The government is clearly committed to addressing the UK's ongoing housing problems. Increasing the supply of available homes to buy is a key strategy and one that could have obvious positive outcomes in the future.
However, one issue that is potentially being overlooked is affordable housing in the private rental sector. Private tenants now account for a fifth of all households and the latest annual English Housing Survey shows that renting is now the largest housing tenure in London.
It could, therefore, be beneficial to move away from the notion that everyone wants to buy a home, embrace the rental revolution and work out how to provide more high-quality, affordable rental housing.
The Chancellor revealed that the stamp duty cut for first-time buyers announced in November’s Budget has benefitted over 60,000 property purchasers.
Moving forward, what could be valuable is a government investigation into the 3% stamp duty surcharge on additional homes and how it has affected the rental market during the two years it has been in operation.
The ban on fees has been hanging over the industry for almost 18 months and it would benefit all parties involved in the private rental sector to have a solid date to work towards.
For the majority of agents, plans to mitigate the effect of the ban will already be in place and now is the time to put these plans into action and make sure your business is ready to adapt to this huge market change.
Agents need to ensure they are exploring ways to streamline their processes, generate additional revenue and improve their landlord proposition.
Paresh Raja, CEO of MFS, said: “Today’s modest, if not lacklustre, speech offered few meaningful solutions to the long-term challenges facing the property market – albeit this was expected after Philip Hammond’s warned the nation to expect no frills from his speech.

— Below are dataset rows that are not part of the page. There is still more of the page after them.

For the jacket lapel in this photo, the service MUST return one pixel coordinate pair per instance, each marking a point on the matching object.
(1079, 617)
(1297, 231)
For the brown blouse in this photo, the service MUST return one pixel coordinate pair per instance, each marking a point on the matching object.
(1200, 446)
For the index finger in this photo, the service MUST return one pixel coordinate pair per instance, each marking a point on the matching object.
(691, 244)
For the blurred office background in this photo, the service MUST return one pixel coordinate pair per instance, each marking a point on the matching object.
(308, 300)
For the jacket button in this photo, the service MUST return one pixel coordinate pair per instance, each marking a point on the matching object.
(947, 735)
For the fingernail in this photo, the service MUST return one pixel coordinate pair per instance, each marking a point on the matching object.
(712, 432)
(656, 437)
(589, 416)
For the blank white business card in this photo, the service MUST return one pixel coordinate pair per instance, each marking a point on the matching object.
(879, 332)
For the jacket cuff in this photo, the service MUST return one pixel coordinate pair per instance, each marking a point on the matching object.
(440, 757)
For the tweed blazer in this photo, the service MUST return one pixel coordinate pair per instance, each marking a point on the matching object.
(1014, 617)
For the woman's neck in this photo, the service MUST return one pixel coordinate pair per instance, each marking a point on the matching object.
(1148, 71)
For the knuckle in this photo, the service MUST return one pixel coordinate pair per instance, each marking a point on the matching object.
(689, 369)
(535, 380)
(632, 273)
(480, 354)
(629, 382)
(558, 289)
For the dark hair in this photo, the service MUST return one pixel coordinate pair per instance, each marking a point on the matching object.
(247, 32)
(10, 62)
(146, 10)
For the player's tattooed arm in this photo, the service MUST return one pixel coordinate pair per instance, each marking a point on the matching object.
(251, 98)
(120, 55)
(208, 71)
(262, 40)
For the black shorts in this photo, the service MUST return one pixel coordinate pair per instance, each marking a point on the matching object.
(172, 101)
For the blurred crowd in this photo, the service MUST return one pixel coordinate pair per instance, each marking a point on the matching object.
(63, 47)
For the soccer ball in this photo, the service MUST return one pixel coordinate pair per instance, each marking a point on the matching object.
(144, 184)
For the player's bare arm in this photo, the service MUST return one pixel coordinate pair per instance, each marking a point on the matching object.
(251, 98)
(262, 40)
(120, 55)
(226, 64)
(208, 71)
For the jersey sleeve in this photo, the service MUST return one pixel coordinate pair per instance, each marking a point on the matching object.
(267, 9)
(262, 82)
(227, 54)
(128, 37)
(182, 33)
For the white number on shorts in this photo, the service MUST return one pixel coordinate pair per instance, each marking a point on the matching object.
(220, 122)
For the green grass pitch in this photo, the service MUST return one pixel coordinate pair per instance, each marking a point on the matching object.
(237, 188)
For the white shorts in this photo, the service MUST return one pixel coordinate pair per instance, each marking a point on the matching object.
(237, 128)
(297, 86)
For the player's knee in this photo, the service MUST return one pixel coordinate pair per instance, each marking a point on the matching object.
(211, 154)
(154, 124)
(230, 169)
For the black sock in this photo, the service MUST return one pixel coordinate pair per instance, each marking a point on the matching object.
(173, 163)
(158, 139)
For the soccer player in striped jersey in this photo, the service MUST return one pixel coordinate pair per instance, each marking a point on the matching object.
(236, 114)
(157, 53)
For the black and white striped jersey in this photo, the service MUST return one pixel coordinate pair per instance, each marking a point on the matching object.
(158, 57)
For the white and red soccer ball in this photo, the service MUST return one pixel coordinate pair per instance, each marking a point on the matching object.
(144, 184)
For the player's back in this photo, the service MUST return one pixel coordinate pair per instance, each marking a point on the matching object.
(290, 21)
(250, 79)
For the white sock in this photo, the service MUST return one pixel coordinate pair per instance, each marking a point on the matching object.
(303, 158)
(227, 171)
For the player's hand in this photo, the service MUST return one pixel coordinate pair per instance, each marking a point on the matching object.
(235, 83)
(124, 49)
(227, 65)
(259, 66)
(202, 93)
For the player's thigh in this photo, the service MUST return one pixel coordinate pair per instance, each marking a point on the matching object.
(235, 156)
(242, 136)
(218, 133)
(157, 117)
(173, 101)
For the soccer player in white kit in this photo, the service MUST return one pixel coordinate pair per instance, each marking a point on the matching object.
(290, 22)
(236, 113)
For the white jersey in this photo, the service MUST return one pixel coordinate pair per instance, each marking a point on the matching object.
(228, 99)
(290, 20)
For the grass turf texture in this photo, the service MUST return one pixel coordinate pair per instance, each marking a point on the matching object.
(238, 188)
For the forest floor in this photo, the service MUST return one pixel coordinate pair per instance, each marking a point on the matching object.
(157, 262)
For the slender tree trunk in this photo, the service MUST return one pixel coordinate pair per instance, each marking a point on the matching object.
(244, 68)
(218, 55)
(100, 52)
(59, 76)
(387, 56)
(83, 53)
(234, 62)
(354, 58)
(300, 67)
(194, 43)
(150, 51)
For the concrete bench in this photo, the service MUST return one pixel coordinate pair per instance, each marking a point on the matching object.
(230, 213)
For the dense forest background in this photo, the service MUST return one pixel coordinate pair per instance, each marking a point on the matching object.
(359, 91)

While the announcement of higher growth in the economy is welcomed, the decision to water down the Spring Statement so much is not. After all, underlying problems such as housing supply won’t wait until the Budget in the Autumn.
Yes the Chancellor reiterated that £44 billion was available to help hit new-build targets, but following Theresa May’s housing speech last week, today’s announcement could have taken further steps towards developing a successful plan for helping more people get on or move up the property ladder. Instead this job has been left to the housing secretary, who will purportedly be making further announcements in the coming days."
Leon Ifayemi, CEO and co-founder of SPCE, comments: “Today’s Spring Statement was somewhat disappointing. While we knew that the Chancellor’s decision to move the Budget to Autumn meant the new Spring Statement might be light on new policies, the lack of more new spending commitments was still troubling.
As the property and rental markets face fundamental issues such as housing supply, lack of affordability and rising rental prices, the Government is still not doing enough to directly address these problems; instead the Chancellor continues to set targets for new-build properties, and only time will tell if these are met. It is a shame for renters in particular, because this was a great chance to build on previous reforms, such as banning lettings agent fees and cutting stamp duty for first-time buyers. Let’s hope the Autumn Budget can reverse this oversight.”